Nel presente articolo affrontiamo il tema della rivendicazione della qualifica di dirigente, e – in particolare – affrontiamo quali siano gli elementi necessari perchè un rapporto di lavoro possa essere qualificato come dirigenziale, partendo da un recente caso di giurisprudenza.
Ebbene ai fini della rivendicazione della qualifica di dirigente (nel quale il lavoratore gode di ampi margini di autonomia e il potere di direzione del datore di lavoro si manifesta non in ordini e controlli continui e pervasivi, ma essenzialmente nell’emanazione di indicazioni generali di carattere programmatico, coerenti con la natura ampiamente discrezionale dei poteri riferibili al dirigente), il giudice di merito deve valutare, quale requisito caratterizzante della prestazione, l’esistenza di una situazione di coordinamento funzionale della stessa con gli obiettivi dell’organizzazione aziendale, idonea a ricondurre ai tratti distintivi della subordinazione tecnico-giuridica, anche se nell’ambito di un contesto caratterizzato dalla c.d. subordinazione attenuata (Cass. Sez. Lav., ord. 29 ottobre 2020, n. 23927 – Pres. Nobile; Rel. Patti; Ric. S.G.; Controric. F.G.
Nel caso di specie il Tribunale di Torino aveva rigettato l’opposizione proposta da un lavoratore avverso lo stato passivo del fallimento della Società sua datrice di lavoro, da cui erano stati esclusi i crediti insinuati in via privilegiata. A motivo della decisione il Tribunale escludeva la prova del loro presupposto e cioè della prestazione lavorativa subordinata dirigenziale, in particolare contemplante un periodo di prova di sei mesi, di cui il lavoratore aveva richiesto in via incidentale l’accertamento della nullità e dell’illegittimità del licenziamento intimato per suo mancato superamento.

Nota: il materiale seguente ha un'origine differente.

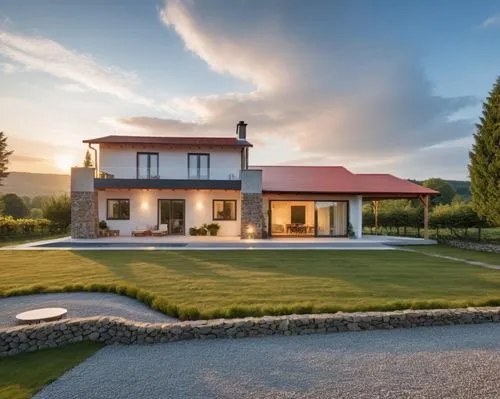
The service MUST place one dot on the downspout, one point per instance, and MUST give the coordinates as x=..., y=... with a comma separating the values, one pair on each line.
x=95, y=160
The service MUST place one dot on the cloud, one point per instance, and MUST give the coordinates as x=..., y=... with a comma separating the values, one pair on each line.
x=491, y=22
x=71, y=88
x=8, y=68
x=28, y=159
x=365, y=98
x=45, y=55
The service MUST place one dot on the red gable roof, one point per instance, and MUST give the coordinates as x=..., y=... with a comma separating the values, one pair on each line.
x=180, y=141
x=335, y=179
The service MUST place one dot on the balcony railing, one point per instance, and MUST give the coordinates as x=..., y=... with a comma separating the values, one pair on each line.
x=110, y=172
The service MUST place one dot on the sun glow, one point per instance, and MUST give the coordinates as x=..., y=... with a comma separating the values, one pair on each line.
x=64, y=162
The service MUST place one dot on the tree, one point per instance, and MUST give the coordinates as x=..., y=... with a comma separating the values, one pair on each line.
x=446, y=192
x=484, y=167
x=87, y=162
x=4, y=157
x=14, y=206
x=39, y=201
x=36, y=213
x=58, y=211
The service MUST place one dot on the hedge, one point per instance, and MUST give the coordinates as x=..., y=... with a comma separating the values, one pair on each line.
x=456, y=218
x=10, y=226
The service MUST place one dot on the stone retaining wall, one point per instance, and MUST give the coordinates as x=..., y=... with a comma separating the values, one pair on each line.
x=474, y=246
x=112, y=330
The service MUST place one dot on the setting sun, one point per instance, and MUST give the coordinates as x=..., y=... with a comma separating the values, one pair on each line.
x=64, y=162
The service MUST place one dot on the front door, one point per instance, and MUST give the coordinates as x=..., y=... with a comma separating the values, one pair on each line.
x=171, y=216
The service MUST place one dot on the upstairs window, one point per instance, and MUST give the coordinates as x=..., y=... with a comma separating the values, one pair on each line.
x=118, y=209
x=198, y=166
x=148, y=165
x=224, y=210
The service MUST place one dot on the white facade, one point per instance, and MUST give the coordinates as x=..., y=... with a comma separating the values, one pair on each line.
x=120, y=160
x=144, y=209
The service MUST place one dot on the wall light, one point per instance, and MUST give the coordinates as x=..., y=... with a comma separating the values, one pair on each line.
x=250, y=231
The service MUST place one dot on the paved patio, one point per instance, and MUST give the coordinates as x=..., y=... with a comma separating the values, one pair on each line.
x=222, y=243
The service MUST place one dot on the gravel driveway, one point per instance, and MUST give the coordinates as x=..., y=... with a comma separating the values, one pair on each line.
x=80, y=304
x=432, y=362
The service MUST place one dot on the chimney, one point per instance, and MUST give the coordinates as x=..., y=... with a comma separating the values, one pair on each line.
x=241, y=130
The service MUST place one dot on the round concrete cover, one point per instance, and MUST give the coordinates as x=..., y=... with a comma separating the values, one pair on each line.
x=44, y=314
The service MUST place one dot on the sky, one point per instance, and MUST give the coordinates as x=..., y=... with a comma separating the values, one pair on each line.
x=381, y=87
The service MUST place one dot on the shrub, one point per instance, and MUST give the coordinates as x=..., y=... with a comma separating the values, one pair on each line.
x=58, y=211
x=10, y=226
x=205, y=229
x=14, y=206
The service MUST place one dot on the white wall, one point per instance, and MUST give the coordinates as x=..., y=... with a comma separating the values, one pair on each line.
x=144, y=208
x=356, y=215
x=121, y=160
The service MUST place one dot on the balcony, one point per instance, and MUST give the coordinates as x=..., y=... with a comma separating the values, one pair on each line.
x=168, y=178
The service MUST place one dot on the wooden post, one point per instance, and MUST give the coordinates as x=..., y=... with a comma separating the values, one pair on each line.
x=375, y=211
x=425, y=202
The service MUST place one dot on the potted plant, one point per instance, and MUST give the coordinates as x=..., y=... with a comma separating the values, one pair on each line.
x=203, y=230
x=213, y=228
x=350, y=231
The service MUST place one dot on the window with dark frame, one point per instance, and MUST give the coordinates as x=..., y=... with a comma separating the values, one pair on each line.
x=148, y=164
x=198, y=166
x=298, y=214
x=224, y=210
x=118, y=209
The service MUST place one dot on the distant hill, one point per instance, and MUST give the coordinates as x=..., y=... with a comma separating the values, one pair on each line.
x=461, y=187
x=31, y=184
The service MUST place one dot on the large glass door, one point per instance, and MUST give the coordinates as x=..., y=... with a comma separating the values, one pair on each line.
x=171, y=216
x=331, y=218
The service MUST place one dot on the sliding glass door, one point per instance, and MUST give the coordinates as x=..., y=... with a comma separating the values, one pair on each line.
x=171, y=216
x=308, y=218
x=331, y=219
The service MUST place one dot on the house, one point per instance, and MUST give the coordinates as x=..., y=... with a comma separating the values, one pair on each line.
x=174, y=183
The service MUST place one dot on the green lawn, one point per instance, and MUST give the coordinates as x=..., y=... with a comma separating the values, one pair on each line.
x=208, y=284
x=23, y=375
x=486, y=257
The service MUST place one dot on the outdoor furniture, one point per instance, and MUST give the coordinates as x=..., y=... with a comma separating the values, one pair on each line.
x=40, y=315
x=141, y=233
x=108, y=233
x=159, y=233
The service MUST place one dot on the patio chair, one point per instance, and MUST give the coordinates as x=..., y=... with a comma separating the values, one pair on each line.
x=141, y=232
x=159, y=232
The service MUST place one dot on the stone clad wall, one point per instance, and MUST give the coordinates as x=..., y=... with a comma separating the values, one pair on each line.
x=112, y=330
x=251, y=215
x=84, y=215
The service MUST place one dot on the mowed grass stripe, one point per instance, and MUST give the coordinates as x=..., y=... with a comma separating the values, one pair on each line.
x=206, y=284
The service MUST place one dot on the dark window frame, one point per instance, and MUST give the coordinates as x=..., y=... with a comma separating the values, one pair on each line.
x=149, y=165
x=224, y=219
x=158, y=219
x=117, y=199
x=198, y=154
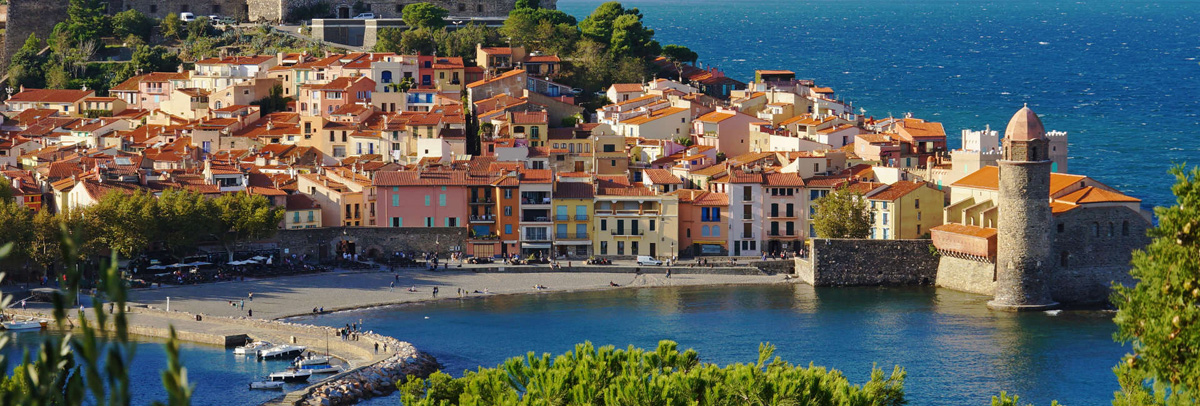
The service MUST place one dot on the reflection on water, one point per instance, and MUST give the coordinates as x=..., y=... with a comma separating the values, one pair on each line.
x=954, y=348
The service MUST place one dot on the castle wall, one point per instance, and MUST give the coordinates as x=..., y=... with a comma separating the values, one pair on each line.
x=865, y=262
x=1024, y=232
x=966, y=275
x=28, y=17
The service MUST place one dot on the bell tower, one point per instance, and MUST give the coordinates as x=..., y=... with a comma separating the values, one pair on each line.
x=1023, y=257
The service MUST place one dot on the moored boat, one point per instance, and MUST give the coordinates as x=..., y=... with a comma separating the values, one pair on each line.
x=313, y=360
x=292, y=375
x=251, y=348
x=267, y=384
x=281, y=352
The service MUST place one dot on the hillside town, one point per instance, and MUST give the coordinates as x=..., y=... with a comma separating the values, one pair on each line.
x=670, y=168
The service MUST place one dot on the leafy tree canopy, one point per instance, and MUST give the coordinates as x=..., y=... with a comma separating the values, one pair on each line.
x=841, y=214
x=664, y=376
x=1159, y=315
x=424, y=15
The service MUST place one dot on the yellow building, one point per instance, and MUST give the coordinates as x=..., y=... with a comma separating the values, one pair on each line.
x=301, y=213
x=904, y=209
x=633, y=220
x=573, y=203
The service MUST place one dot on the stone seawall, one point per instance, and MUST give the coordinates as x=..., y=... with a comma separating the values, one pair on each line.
x=863, y=262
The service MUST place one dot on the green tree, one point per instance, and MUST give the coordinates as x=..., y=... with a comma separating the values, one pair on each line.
x=630, y=37
x=679, y=53
x=132, y=22
x=127, y=221
x=16, y=221
x=1159, y=315
x=27, y=66
x=185, y=218
x=245, y=218
x=841, y=214
x=598, y=25
x=664, y=376
x=172, y=27
x=424, y=15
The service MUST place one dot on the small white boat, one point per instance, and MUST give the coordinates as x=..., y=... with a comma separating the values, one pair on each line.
x=267, y=384
x=292, y=375
x=281, y=352
x=313, y=360
x=251, y=348
x=31, y=324
x=322, y=369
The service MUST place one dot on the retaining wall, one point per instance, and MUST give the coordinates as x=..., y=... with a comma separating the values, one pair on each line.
x=863, y=262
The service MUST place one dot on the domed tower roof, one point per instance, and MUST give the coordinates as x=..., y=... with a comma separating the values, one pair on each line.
x=1025, y=125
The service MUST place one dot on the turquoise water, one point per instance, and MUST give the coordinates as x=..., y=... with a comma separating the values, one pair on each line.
x=217, y=376
x=1122, y=77
x=957, y=352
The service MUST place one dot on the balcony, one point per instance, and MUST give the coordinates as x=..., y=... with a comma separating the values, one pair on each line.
x=537, y=237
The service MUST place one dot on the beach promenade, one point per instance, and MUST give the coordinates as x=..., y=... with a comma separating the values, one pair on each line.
x=294, y=296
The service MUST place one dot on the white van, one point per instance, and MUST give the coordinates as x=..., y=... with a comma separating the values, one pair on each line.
x=645, y=260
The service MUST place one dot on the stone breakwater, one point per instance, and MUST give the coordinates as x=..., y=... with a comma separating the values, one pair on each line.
x=376, y=380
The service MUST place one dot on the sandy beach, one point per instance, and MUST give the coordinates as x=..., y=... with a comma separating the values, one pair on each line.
x=293, y=296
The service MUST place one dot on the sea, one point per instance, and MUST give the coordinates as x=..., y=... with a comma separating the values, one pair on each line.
x=1121, y=77
x=954, y=350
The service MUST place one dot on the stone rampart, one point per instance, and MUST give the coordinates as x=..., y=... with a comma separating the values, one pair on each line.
x=370, y=242
x=864, y=262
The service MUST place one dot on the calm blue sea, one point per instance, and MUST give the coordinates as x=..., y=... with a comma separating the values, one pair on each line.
x=1122, y=77
x=955, y=351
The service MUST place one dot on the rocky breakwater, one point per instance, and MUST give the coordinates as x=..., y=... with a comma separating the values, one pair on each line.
x=375, y=380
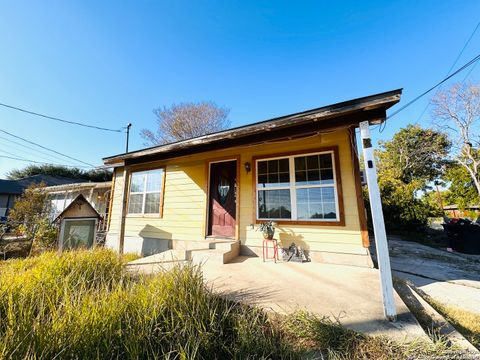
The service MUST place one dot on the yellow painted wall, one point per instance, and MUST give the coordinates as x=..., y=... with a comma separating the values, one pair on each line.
x=184, y=213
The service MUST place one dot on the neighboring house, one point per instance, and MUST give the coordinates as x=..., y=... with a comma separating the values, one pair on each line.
x=96, y=193
x=300, y=170
x=10, y=190
x=455, y=211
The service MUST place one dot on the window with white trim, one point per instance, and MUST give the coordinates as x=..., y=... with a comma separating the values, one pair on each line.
x=297, y=188
x=145, y=191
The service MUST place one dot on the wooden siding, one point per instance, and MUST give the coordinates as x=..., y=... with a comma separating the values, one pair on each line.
x=185, y=202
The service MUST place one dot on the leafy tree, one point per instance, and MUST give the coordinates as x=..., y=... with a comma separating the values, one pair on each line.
x=95, y=175
x=186, y=121
x=31, y=216
x=414, y=154
x=457, y=110
x=407, y=164
x=462, y=190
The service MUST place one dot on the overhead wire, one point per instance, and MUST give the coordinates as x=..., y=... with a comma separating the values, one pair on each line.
x=37, y=162
x=46, y=148
x=453, y=65
x=469, y=63
x=59, y=119
x=51, y=156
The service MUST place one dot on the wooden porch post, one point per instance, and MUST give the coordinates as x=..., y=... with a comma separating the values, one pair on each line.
x=124, y=195
x=383, y=257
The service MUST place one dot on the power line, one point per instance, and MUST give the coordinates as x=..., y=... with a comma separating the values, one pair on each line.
x=46, y=148
x=31, y=148
x=474, y=60
x=58, y=119
x=38, y=162
x=453, y=65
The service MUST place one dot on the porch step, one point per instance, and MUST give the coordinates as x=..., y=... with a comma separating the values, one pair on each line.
x=221, y=252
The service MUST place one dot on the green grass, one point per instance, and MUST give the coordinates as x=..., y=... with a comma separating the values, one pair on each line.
x=85, y=305
x=466, y=322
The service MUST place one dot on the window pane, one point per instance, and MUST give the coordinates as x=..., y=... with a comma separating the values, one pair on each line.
x=326, y=176
x=312, y=162
x=276, y=173
x=301, y=177
x=137, y=183
x=328, y=194
x=135, y=204
x=283, y=165
x=329, y=211
x=262, y=167
x=272, y=166
x=262, y=180
x=300, y=164
x=316, y=203
x=326, y=161
x=274, y=204
x=154, y=180
x=313, y=177
x=152, y=203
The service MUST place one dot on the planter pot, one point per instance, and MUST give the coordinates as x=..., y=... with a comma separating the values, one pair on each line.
x=268, y=235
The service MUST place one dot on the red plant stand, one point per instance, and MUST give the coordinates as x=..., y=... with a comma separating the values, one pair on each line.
x=265, y=249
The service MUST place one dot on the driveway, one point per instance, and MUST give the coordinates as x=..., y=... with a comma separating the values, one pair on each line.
x=347, y=293
x=449, y=278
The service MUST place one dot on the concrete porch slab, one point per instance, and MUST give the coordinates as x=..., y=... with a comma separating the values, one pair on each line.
x=349, y=294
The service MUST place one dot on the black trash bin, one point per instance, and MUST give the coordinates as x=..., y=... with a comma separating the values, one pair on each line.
x=463, y=236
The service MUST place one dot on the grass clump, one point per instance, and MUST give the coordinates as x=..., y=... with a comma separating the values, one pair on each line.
x=84, y=304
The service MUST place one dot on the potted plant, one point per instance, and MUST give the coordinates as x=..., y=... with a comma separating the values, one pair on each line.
x=268, y=229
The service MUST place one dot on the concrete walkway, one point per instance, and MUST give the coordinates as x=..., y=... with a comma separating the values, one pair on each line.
x=349, y=294
x=449, y=278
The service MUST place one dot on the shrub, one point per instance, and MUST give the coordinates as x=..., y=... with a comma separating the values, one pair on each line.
x=84, y=304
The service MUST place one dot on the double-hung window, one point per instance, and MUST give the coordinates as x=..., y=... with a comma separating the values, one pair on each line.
x=298, y=188
x=146, y=188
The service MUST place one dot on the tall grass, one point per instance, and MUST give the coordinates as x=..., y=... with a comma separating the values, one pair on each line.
x=85, y=305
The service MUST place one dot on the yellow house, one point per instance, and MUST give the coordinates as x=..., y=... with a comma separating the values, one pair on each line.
x=299, y=170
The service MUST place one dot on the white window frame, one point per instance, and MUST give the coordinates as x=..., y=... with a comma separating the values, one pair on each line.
x=293, y=187
x=145, y=192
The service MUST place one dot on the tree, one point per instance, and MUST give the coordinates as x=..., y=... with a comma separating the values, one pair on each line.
x=461, y=191
x=186, y=121
x=95, y=175
x=407, y=165
x=31, y=216
x=457, y=110
x=414, y=153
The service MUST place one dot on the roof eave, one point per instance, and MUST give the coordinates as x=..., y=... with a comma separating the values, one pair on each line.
x=377, y=101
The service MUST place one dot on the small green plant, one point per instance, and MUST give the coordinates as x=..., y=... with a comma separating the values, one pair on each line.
x=268, y=229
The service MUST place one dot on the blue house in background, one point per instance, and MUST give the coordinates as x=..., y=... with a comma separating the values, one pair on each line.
x=10, y=190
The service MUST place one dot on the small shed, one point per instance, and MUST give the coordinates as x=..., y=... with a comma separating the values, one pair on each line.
x=78, y=225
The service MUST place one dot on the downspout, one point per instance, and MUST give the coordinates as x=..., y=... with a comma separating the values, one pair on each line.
x=121, y=235
x=383, y=257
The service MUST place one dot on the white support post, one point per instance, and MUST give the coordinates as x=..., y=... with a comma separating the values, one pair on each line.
x=383, y=257
x=124, y=197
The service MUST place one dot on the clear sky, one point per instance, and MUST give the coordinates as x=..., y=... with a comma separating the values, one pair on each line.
x=110, y=63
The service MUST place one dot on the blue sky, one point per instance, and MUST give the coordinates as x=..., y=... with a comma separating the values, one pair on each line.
x=110, y=63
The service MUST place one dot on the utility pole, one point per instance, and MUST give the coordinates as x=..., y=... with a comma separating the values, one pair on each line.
x=383, y=257
x=129, y=125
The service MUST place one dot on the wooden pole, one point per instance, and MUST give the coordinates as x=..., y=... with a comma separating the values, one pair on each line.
x=383, y=257
x=124, y=195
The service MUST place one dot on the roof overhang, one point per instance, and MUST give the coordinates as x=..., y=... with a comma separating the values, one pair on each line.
x=341, y=115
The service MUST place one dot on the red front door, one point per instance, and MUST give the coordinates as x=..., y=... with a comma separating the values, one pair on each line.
x=222, y=203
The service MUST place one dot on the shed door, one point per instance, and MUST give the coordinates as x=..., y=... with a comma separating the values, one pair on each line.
x=222, y=204
x=78, y=233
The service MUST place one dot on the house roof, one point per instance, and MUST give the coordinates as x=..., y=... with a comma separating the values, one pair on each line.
x=78, y=198
x=16, y=187
x=340, y=115
x=79, y=185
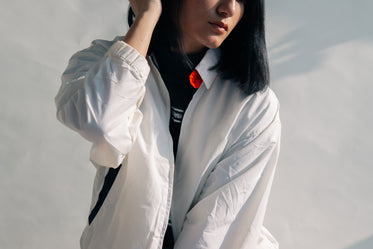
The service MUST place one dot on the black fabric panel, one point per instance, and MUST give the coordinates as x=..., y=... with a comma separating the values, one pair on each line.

Per la cassazione di tale sentenza il lavoratore ha proposto ricorso lamentando, tra il resto, l’omesso esame di un fatto decisivo per il giudizio, quale l’identità delle mansioni dirigenziali svolte, nonché «il difetto di motivazione in ordine all’inidoneità dei fatti indicati a smentita della fondatezza della comunicazione di non superamento del patto di prova». La Corte di Cassazione ha rigettato entrambi i motivi di ricorso per non avere assolto, il lavoratore, l’onere della prova su di lui incombente. Da un lato, infatti, secondo la Corte, il ricorrente non ha dimostrato la sussistenza, nella rivendicazione della qualifica di dirigente, seppur nella forma attenuata, della subordinazione caratterizzante la natura dirigenziale dell’attività asseritamente prestata. Dall’altro lato, con riferimento alla censura relativa al periodo di prova e al suo superamento, la Corte di legittimità ha affermato che «non ricorre l’omissione di esame di alcun fatto storico, tanto meno decisivo, essendo stata anzi ritenuta la mancata assoluzione, adeguatamente argomentata, dell’onere probatorio a carico del lavoratore ricorrente; ed infatti, in caso di licenziamento intimato nel corso o al termine del periodo di prova (che, avendo natura discrezionale, non deve essere motivato, neppure in caso di contestazione in ordine alla valutazione della capacità e del comportamento professionale del lavoratore), incombe al lavoratore stesso, che deduca in sede giurisdizionale la nullità di tale recesso, l’onere di provare, secondo la regola generale stabilita dall’art. 2697 c.c., sia il positivo superamento del periodo di prova, sia che il recesso è stato determinato da motivo illecito e quindi, estraneo alla funzione del patto di prova».